MBK's CNS exit may be stalled - report
MBK Partners’ exit from Taiwanese media group China Network Systems (CNS) may again face delays, as regulators have called into question Want Want China Holdings’ intentions for the asset.
One year ago, MBK said it would exit its 60% stake in CNS to the head of local snack food maker and media owner Want Want for $2.4 billion, resulting in 2010's largest Asian private equity exit. Secondary buyers such as Permira, Bain Capital, the Blackstone Group, Providence Equity Partners and KKR were also drawn to the asset, as well as other corporate suitors.
However, a group of regulators, academics and media experts have questioned the reporting style of other Want Want media assets including the China Times daily newspaper and the CtiTV cable station. They are asking whether CNS' reporting would parallel these other outlets under Want Want, according to Reuters. At a hearing Monday, the groups specifically expressed concerns that Want Want would stifle freedom of speech initiatives.
The transaction was supposed to be a reminder that deals could still close in Taiwan, at time when other private equity transactions have been blocked or delayed. Such deals included The Carlyle Group's exit of local cable TV and broadband asset Kbro to the Tsai family last year, which came after nearly a year of delays due to rules regarding government affiliates' ownership of media businesses.
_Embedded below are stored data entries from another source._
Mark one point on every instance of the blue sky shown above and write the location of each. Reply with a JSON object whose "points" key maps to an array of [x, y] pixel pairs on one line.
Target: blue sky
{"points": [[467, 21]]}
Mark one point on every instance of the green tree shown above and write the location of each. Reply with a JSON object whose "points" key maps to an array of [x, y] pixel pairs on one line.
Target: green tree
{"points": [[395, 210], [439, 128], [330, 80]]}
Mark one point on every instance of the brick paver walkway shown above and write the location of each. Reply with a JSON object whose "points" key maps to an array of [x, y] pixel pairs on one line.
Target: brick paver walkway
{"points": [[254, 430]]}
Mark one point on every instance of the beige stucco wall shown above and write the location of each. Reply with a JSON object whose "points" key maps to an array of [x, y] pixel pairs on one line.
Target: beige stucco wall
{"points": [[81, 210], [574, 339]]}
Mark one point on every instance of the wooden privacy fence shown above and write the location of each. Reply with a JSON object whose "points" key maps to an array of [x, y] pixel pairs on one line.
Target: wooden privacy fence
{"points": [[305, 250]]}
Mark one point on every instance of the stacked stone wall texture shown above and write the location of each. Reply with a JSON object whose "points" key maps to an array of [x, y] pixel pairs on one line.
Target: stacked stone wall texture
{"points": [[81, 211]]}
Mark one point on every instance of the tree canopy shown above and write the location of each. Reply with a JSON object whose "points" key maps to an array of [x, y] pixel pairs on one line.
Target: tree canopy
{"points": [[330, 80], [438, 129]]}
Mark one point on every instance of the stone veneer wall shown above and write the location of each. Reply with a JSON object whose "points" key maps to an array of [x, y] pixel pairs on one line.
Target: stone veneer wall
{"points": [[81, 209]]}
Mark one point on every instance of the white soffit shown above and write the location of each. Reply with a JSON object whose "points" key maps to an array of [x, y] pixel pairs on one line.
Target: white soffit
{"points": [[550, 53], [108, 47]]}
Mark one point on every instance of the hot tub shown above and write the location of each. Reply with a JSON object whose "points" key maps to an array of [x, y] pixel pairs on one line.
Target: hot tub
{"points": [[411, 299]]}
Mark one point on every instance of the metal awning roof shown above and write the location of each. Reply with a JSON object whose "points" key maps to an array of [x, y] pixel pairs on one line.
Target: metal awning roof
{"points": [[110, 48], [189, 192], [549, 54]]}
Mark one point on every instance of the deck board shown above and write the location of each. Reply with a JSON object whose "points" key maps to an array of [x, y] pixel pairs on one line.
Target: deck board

In June of this year, a KKR-led MBO of Yageo was also rejected by regulators, who said minority investors did not have sufficient information to determine whether the acquisition was in their best interest.
MBK purchased CNS in October 2006 for $1.6 billion, which means it is in line for a substantial gain should the transaction go through.
CNS claims more than 1.1 million subscribers in a country of 23 million people, as well as 10 system operations and more than 130 television channels.